We too can be innovators! Let’s dream bigger and invest in solutions that will see all of us succeed. Demand an end to systemic barriers preventing home-grown progress. Shift focus to property acquisition, zoning, land severances for community housing projects and multi-dwelling community owned lots, grants and loans for individuals to invest in unconventional housing and cooperatives, revitalize building code standards, the list goes on.

Current systems favour the rich and experienced, and disenfranchise the rest. Our governors need to be open to implementing construction standards that allow unique and sustainable dwellings, communities, small scale agriculture, and increased self-sufficiency.

If this pandemic has taught us anything, it is that tightknit, self-sufficient communities are more vital than ever when disaster strikes.

Our society has much less autonomy over our own resources than we had before; we depend on governments to keep us safe, educate our children, and have the greater good at the core of its decision making.
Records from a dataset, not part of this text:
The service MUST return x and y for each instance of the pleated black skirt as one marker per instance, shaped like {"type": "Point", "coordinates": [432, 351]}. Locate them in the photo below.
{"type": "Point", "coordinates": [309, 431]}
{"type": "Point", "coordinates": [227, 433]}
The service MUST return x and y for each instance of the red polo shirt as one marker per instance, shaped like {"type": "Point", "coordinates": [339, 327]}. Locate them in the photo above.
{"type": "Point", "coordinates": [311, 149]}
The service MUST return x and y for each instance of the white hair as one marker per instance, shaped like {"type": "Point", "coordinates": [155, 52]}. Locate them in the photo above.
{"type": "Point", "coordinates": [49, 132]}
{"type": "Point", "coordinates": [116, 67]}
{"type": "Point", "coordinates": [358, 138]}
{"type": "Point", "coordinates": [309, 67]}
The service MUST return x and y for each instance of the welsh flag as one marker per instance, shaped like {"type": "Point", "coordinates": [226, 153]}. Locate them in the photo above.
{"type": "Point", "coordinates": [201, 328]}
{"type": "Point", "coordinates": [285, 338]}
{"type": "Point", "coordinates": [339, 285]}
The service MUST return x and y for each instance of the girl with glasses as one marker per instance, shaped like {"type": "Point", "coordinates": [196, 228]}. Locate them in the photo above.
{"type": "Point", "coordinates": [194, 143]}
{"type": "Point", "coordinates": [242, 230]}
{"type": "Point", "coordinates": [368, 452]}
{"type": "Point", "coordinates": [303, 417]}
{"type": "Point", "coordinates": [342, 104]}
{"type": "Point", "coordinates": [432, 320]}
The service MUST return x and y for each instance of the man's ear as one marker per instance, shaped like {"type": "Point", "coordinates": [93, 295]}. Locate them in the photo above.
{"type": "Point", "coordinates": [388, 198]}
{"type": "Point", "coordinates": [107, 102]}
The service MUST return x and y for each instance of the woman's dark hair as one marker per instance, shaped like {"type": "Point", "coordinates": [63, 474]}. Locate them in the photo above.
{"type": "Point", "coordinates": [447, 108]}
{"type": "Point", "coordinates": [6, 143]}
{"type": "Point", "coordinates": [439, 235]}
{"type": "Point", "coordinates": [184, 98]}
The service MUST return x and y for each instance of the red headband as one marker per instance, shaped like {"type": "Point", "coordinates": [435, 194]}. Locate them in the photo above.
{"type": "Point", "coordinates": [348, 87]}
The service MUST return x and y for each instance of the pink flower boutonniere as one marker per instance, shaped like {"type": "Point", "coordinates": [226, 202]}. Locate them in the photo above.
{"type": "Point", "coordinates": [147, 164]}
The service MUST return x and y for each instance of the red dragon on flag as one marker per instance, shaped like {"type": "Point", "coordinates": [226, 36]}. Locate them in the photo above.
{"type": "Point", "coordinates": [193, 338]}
The system we rely on should preserve and promote independence, not dependence, on outside resources. It’s failed to spend our tax dollars so vulnerable, hardworking people can all lead an equitable life. Adrienne Clarkson has been quoted as saying: “When you get on the boat that’s saving you, don’t pull up the ladder that’s behind you.”

Canadian values are about making life better for all of us, despite what we had to go through to achieve our own success. We are not prepared for the consequences the next few decades will have on our communities.

Whether we take to the streets, or fill the seats of council to incite change, I hope you will join me.